Iranian men and women are also not exposed to many opportunities to interact with each other during their development due to gender segregation—imposed at the state and familial levels—so “white marriages” are seen as a way for couples to be together without bureaucratic entanglements.
“This type of lifestyle allows women and men to enjoy living under one roof together without any complications,” especially when official statistics show many marriages end up in divorce, explained the expert.
But the sociologist warned that the government’s growing opposition to so-called white marriages could endanger women in Iran, who already have less rights than men under the Islamic Republic’s constitution.
“If a woman is attacked by her male partner, she would have no legal protection,” the sociologist told the Campaign. “Instead she would be asked by the police and judicial authorities about her marital status and if she is not legally married, she will be in a lot of trouble.”
Since co-habitation outside of wedlock is often kept secret from traditional Iranian parents, women could also become less willing to seek familial support even if they were being subjected to mental and physical abuse by their partners.
Under Iranian Sharia law, men and women are required to register their marital union. Those who choose not to do so are considered by the state as living in sin and committing adultery, an offense punishable by death.
But more and more young Iranians are choosing to take the risk.
Perceiving the growing trend as a threat to revolutionary ideals, state officials are condemning the lifestyle choice through words and actions.“The decline of marriage statistics is a serious threat, and unfortunately, many young people have turned to ‘white marriages,’ which is a new malady and a serious blow to the family,” Seyed Reza Salehi Amir, an advisor to President Rouhani, said on February 1.
He added that compared to last year, marriages have declined by 6.5% and divorces have increased by 4.5%.
“The Islamic Republic of Iran is one of the few societies in which the pace of change is very fast and the fast-paced changes are worrisome,” he said.
The Young Journalists Club, affiliated with the state broadcasting organization, has attributed the rise of unmarried couples to the infiltration of “Western freedoms and modernity” in Iranian society.

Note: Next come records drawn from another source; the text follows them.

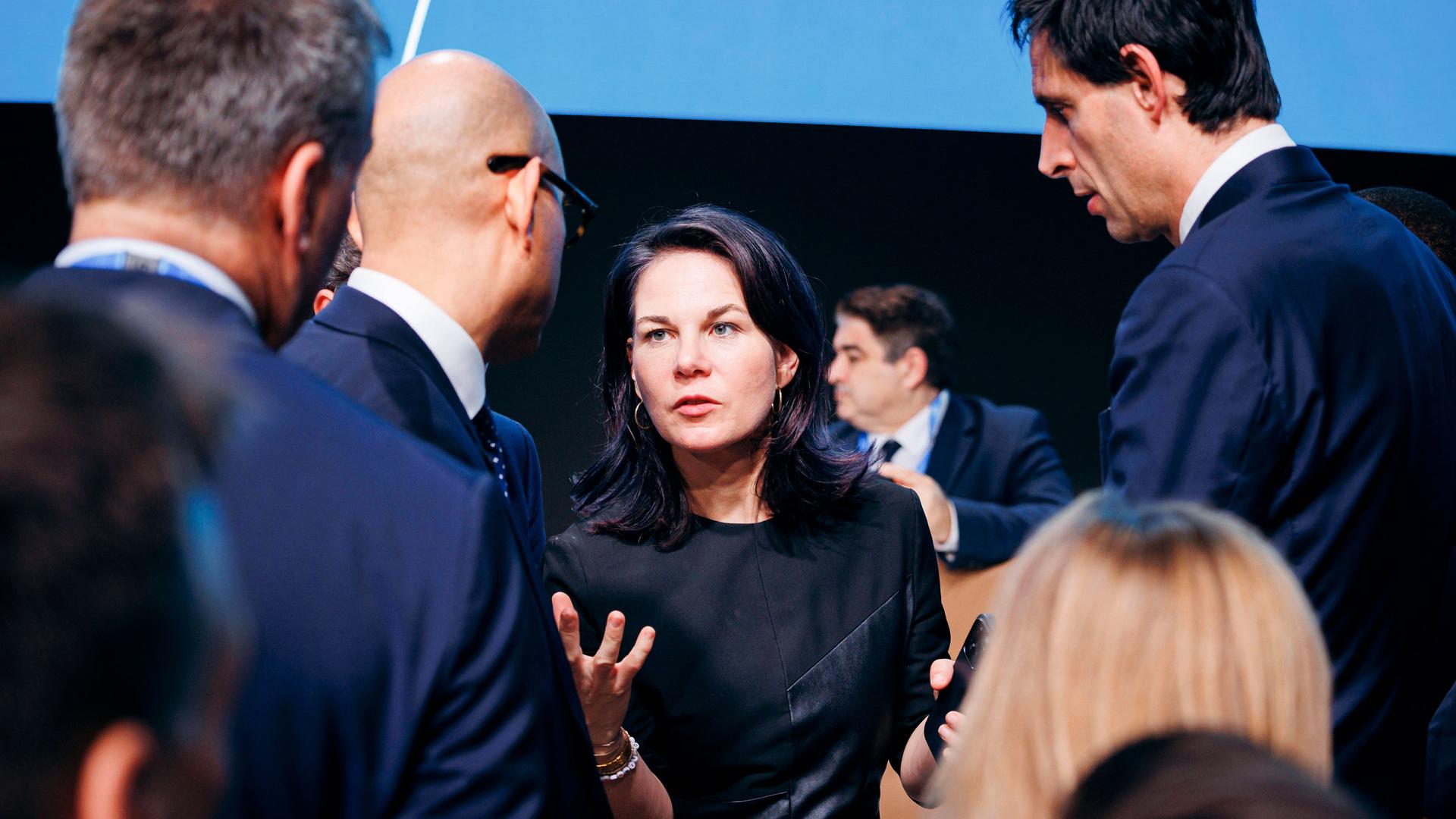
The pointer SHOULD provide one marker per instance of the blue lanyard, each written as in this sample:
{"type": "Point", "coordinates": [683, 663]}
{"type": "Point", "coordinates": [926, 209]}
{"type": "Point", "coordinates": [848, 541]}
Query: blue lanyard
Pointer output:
{"type": "Point", "coordinates": [128, 261]}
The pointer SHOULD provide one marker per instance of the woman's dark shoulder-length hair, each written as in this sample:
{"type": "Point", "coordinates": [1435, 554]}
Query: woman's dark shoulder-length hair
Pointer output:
{"type": "Point", "coordinates": [634, 490]}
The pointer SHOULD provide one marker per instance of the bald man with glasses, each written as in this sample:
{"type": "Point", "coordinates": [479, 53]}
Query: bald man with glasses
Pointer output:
{"type": "Point", "coordinates": [463, 212]}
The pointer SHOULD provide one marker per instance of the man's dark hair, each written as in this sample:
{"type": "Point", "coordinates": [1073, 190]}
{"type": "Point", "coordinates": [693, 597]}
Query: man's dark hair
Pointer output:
{"type": "Point", "coordinates": [99, 617]}
{"type": "Point", "coordinates": [905, 316]}
{"type": "Point", "coordinates": [1201, 776]}
{"type": "Point", "coordinates": [1429, 218]}
{"type": "Point", "coordinates": [1213, 46]}
{"type": "Point", "coordinates": [202, 98]}
{"type": "Point", "coordinates": [344, 262]}
{"type": "Point", "coordinates": [634, 490]}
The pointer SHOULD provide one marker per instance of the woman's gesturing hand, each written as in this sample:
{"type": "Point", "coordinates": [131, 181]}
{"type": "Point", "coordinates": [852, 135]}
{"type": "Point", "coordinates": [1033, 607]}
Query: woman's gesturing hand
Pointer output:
{"type": "Point", "coordinates": [603, 684]}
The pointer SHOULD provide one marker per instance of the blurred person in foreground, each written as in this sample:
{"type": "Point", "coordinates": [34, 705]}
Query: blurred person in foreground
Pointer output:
{"type": "Point", "coordinates": [1119, 621]}
{"type": "Point", "coordinates": [1423, 215]}
{"type": "Point", "coordinates": [1292, 360]}
{"type": "Point", "coordinates": [118, 637]}
{"type": "Point", "coordinates": [791, 605]}
{"type": "Point", "coordinates": [1201, 776]}
{"type": "Point", "coordinates": [986, 475]}
{"type": "Point", "coordinates": [210, 150]}
{"type": "Point", "coordinates": [463, 224]}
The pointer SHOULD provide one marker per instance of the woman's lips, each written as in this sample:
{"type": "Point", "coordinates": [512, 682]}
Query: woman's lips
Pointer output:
{"type": "Point", "coordinates": [695, 406]}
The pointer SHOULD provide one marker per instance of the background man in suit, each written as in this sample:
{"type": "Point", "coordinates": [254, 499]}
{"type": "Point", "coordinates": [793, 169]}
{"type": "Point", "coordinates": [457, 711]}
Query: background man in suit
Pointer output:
{"type": "Point", "coordinates": [117, 654]}
{"type": "Point", "coordinates": [1293, 359]}
{"type": "Point", "coordinates": [210, 150]}
{"type": "Point", "coordinates": [986, 474]}
{"type": "Point", "coordinates": [459, 267]}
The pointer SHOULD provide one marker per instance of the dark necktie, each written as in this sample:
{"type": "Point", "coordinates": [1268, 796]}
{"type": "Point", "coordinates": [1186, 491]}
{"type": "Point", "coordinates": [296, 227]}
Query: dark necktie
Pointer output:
{"type": "Point", "coordinates": [887, 450]}
{"type": "Point", "coordinates": [494, 455]}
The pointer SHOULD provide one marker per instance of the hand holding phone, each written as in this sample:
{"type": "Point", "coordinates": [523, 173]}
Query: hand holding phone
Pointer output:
{"type": "Point", "coordinates": [954, 694]}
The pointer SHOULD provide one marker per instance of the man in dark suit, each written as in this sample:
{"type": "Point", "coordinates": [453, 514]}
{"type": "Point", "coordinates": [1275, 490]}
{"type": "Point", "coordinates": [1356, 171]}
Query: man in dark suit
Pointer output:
{"type": "Point", "coordinates": [456, 271]}
{"type": "Point", "coordinates": [459, 267]}
{"type": "Point", "coordinates": [986, 474]}
{"type": "Point", "coordinates": [1293, 359]}
{"type": "Point", "coordinates": [210, 152]}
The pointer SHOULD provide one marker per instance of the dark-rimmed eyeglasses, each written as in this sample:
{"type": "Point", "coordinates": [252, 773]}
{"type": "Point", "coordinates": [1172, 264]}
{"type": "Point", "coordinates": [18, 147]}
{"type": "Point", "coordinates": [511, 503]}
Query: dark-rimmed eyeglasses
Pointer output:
{"type": "Point", "coordinates": [577, 207]}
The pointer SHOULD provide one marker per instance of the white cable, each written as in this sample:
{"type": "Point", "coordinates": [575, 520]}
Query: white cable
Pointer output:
{"type": "Point", "coordinates": [416, 27]}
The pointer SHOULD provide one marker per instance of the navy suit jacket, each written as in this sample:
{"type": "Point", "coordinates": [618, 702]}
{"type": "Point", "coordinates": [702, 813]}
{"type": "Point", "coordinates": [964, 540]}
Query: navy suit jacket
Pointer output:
{"type": "Point", "coordinates": [395, 642]}
{"type": "Point", "coordinates": [1001, 472]}
{"type": "Point", "coordinates": [372, 354]}
{"type": "Point", "coordinates": [1294, 362]}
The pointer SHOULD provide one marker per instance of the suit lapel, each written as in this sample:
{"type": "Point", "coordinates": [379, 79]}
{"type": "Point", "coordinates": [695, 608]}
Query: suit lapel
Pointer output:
{"type": "Point", "coordinates": [1274, 168]}
{"type": "Point", "coordinates": [954, 442]}
{"type": "Point", "coordinates": [357, 314]}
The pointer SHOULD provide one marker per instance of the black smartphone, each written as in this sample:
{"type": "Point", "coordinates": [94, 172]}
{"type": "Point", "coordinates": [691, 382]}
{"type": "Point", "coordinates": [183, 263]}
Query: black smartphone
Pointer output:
{"type": "Point", "coordinates": [954, 694]}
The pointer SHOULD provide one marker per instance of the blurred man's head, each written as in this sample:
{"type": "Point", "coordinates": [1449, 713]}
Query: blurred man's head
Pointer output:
{"type": "Point", "coordinates": [114, 673]}
{"type": "Point", "coordinates": [232, 129]}
{"type": "Point", "coordinates": [1141, 98]}
{"type": "Point", "coordinates": [892, 354]}
{"type": "Point", "coordinates": [1429, 218]}
{"type": "Point", "coordinates": [462, 197]}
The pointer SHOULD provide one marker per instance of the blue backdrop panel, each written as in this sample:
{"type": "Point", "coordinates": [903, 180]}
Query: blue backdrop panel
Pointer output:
{"type": "Point", "coordinates": [1354, 74]}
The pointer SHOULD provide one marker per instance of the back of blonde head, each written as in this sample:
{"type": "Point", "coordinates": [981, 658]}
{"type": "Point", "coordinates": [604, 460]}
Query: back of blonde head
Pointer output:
{"type": "Point", "coordinates": [1120, 621]}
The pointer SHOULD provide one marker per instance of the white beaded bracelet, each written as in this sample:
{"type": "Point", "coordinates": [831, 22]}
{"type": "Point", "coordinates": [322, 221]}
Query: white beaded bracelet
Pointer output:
{"type": "Point", "coordinates": [626, 768]}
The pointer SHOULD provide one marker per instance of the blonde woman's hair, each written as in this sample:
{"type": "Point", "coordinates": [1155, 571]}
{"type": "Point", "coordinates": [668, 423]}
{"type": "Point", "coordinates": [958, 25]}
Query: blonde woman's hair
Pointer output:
{"type": "Point", "coordinates": [1120, 621]}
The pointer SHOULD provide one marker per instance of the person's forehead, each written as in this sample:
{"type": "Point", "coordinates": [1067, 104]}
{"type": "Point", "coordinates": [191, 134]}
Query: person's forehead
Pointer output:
{"type": "Point", "coordinates": [855, 331]}
{"type": "Point", "coordinates": [688, 281]}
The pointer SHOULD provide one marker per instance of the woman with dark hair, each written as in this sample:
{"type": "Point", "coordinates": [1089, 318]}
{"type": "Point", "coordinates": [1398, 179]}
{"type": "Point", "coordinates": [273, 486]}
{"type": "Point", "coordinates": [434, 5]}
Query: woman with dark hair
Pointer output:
{"type": "Point", "coordinates": [792, 602]}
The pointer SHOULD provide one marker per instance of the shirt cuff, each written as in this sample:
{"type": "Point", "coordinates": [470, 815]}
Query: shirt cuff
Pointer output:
{"type": "Point", "coordinates": [952, 542]}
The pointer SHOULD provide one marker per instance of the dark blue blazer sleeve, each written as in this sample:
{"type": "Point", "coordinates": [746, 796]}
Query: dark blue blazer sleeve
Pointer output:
{"type": "Point", "coordinates": [1036, 485]}
{"type": "Point", "coordinates": [482, 754]}
{"type": "Point", "coordinates": [1191, 397]}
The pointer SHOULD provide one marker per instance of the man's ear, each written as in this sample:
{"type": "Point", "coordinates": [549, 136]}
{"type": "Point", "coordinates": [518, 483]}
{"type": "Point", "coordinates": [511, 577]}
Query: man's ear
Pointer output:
{"type": "Point", "coordinates": [520, 202]}
{"type": "Point", "coordinates": [913, 366]}
{"type": "Point", "coordinates": [297, 197]}
{"type": "Point", "coordinates": [111, 770]}
{"type": "Point", "coordinates": [786, 363]}
{"type": "Point", "coordinates": [1149, 82]}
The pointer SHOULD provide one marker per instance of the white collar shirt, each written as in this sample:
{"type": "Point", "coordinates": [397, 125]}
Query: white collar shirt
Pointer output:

The Judiciary’s cultural affairs deputy has also urged the media to “stop referring to this inauspicious phenomenon as a ‘white marriage’ and instead call it ‘black coupling.’”
During the summer of 2015 the government announced the implementation of the “Stable Family Promotion” project in Tehran Province, aimed at combating “white marriages” that were described as an “imported concept incompatible with the harmony and happiness of the Iranian family.”
Some Iranian academics are meanwhile publicly insulting and shaming women who choose to cohabitate with their partners.
Women entering “white marriages” only last as long as they are young and beautiful, sociologist Amanollah Gharaee Moghaddam told the conservative Entekhab newspaper.
“After that they will turn into prostitutes,” he said.